Coral Springs (US): The family and colleagues of a former FBI agent who disappeared in Iran nine years ago while on a CIA mission expressed anger and disappointment at a rally that he wasn’t part of a January prisoner exchange with Tehran.
Several hundred people attended the rally yesterday for Robert Levinson, 67, who disappeared from Iran’s Kish Island in March 2007.
A 2013 Associated Press investigation revealed that the married father of seven was working for the CIA on an unauthorised intelligence-gathering mission to glean information about Iran’s nuclear program.
If Levinson remains alive, he has been held captive longer than any American longer than then-AP journalist Terry Anderson, who was held more than six years in Beirut in the 1980s.
Unlike Anderson, Levinson’s whereabouts and captors remain a mystery. US officials believe the Iranian government was behind his disappearance. It has denied that.
The case drew renewed attention in January when Levinson was not part of a prisoner swap between the US and Iranian governments that freed four other Americans who had been in Iran’s custody.
Levinson’s family insists he is still alive, even with health issues including diabetes, gout and high blood pressure.
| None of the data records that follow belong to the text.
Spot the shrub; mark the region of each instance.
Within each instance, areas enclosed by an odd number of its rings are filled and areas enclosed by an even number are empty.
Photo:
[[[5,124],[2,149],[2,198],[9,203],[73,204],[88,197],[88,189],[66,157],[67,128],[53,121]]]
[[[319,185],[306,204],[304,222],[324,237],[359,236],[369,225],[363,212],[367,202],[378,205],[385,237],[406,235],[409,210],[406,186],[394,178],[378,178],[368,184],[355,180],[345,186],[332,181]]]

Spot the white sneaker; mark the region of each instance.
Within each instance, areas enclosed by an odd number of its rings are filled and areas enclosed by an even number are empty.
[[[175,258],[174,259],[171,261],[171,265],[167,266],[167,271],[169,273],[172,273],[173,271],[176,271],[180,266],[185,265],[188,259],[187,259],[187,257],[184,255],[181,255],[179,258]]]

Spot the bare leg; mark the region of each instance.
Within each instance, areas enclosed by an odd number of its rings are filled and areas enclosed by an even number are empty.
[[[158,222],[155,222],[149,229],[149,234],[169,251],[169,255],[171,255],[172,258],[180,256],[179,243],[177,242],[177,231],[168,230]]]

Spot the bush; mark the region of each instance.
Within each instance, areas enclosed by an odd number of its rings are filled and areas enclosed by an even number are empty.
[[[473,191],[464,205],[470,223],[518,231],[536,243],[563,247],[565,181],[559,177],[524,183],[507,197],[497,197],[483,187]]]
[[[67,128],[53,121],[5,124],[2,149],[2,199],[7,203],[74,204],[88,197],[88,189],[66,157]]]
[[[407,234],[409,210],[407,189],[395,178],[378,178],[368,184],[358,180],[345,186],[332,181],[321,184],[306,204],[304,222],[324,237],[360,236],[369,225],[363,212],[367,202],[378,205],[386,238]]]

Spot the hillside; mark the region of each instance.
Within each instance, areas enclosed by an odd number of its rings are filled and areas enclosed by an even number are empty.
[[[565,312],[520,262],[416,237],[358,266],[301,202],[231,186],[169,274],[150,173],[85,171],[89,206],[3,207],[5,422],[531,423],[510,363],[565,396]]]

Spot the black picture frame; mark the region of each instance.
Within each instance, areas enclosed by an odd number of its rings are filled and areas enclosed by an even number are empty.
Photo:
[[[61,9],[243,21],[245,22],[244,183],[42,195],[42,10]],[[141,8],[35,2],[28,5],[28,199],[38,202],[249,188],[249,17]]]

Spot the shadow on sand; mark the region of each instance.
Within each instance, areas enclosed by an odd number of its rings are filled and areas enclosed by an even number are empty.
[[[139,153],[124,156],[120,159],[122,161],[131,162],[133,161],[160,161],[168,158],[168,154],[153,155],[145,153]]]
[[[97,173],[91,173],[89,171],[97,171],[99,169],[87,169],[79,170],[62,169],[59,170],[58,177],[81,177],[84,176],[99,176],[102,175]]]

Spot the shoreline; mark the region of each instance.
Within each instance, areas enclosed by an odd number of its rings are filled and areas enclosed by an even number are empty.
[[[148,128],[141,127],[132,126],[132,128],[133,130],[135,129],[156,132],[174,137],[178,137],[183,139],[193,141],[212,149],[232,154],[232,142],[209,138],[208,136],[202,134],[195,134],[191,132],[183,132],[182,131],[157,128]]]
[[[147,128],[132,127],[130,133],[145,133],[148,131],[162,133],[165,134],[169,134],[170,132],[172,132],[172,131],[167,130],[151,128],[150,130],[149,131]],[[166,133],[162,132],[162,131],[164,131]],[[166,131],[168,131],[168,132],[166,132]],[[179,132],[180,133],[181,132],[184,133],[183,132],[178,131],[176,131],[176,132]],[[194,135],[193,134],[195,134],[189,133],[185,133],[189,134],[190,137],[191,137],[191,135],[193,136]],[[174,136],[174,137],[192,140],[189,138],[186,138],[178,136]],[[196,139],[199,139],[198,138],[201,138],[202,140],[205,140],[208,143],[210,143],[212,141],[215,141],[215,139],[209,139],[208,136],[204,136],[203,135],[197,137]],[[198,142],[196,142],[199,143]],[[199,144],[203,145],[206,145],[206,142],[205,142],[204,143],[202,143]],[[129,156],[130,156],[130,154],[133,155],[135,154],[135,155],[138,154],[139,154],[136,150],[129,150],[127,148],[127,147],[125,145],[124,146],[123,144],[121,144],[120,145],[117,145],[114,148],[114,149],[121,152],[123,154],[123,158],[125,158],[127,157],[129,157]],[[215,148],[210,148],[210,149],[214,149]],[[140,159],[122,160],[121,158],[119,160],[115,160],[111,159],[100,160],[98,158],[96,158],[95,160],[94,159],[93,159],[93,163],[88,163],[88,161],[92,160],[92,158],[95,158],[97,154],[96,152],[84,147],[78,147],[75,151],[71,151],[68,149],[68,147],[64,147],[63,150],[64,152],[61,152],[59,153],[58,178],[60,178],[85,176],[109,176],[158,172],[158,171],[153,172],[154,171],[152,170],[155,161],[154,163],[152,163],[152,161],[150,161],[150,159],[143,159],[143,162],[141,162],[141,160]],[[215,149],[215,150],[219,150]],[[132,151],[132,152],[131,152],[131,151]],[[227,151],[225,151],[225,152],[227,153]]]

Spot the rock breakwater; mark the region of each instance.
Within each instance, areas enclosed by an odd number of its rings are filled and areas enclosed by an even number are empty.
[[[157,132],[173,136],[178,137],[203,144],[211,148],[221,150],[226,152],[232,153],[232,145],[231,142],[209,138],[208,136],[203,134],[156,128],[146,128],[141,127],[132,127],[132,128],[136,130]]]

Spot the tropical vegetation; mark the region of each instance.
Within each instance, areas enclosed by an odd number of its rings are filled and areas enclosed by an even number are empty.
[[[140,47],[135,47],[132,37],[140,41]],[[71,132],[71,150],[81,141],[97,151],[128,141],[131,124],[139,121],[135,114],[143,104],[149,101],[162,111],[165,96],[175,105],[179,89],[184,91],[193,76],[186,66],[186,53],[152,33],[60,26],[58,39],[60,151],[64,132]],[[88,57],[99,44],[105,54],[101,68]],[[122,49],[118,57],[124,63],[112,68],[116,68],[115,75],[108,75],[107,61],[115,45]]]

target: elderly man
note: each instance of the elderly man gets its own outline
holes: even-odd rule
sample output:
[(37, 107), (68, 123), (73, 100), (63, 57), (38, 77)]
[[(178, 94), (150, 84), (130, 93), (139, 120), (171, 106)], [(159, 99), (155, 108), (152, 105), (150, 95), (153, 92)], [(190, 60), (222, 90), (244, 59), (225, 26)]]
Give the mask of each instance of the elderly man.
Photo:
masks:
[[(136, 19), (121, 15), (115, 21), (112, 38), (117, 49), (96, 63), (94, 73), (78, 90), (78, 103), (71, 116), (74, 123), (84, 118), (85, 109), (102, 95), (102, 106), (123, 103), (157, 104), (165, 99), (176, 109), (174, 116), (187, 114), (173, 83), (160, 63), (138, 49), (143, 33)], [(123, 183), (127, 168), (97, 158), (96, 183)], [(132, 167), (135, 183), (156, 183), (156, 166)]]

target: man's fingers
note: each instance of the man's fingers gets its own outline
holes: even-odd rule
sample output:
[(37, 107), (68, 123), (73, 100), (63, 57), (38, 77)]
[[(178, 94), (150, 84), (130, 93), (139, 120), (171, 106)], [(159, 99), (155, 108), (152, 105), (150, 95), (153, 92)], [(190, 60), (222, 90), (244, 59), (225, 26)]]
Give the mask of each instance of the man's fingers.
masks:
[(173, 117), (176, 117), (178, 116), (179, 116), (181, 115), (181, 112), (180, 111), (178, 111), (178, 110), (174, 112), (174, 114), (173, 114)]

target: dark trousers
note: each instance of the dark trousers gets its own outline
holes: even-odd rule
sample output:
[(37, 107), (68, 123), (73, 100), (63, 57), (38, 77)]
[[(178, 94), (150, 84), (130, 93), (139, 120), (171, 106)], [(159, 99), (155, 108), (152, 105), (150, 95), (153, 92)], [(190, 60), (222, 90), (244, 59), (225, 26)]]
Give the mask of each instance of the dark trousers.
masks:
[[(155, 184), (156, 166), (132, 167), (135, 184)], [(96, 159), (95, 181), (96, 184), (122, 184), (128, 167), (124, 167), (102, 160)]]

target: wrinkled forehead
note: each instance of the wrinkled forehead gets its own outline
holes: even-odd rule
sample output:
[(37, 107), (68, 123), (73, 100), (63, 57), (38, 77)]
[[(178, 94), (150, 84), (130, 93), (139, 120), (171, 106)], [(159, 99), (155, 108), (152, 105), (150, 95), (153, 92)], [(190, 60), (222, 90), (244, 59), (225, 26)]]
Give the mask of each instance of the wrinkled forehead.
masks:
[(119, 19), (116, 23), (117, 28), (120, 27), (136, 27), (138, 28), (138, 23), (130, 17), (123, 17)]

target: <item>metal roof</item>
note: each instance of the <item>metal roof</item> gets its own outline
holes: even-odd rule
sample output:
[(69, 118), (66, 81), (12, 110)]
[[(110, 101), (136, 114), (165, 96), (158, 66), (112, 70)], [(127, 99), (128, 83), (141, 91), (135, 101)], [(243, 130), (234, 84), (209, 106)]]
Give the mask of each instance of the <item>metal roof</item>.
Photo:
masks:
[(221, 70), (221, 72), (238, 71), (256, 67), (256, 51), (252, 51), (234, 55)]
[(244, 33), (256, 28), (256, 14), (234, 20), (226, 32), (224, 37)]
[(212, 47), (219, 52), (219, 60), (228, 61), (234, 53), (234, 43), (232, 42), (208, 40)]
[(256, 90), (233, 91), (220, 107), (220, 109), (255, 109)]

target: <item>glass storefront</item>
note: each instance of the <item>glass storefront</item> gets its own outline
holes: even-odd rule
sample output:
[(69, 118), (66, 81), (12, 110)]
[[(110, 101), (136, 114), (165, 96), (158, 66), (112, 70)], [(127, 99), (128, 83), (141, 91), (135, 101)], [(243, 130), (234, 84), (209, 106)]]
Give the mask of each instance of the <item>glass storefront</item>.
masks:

They last received video and photos of him about five years ago.
Stephanie Levinson Curry, his second-oldest child, said her autistic 9-year-old son Ryan cried for days when the other American captives were released, but not his grandfather.
The rally’s stage was decorated with nine chained and padlocked glass cookie jars filled with yellow rocks, each one representing a day Levinson has been held captive. The crowd held yellow signs showing the social media hashtag “whataboutbob.”
“Bob Levinson has been deprived of being a grandfather, a job that he would love so much,” Curry said. “We worry all the time about what he is thinking while he is alone in his cell.
Even prisoners in jail get to see their families, write them letters and call them. Bob Levinson has none of that.” Retired FBI agent Ellen Glasser harshly criticized the Obama administration for not demanding that Iran release Levinson or, at least, turn over information about his whereabouts.
The FBI says it still investigates every lead and remains committed to finding Levinson. A USD 5 million reward for information leading to his whereabouts remains in effect.
“The failure to push publicly and hard for answers about Bob was an outrage,” Glasser said. “A rare opportunity was squandered when we had the most possible leverage to bring him home.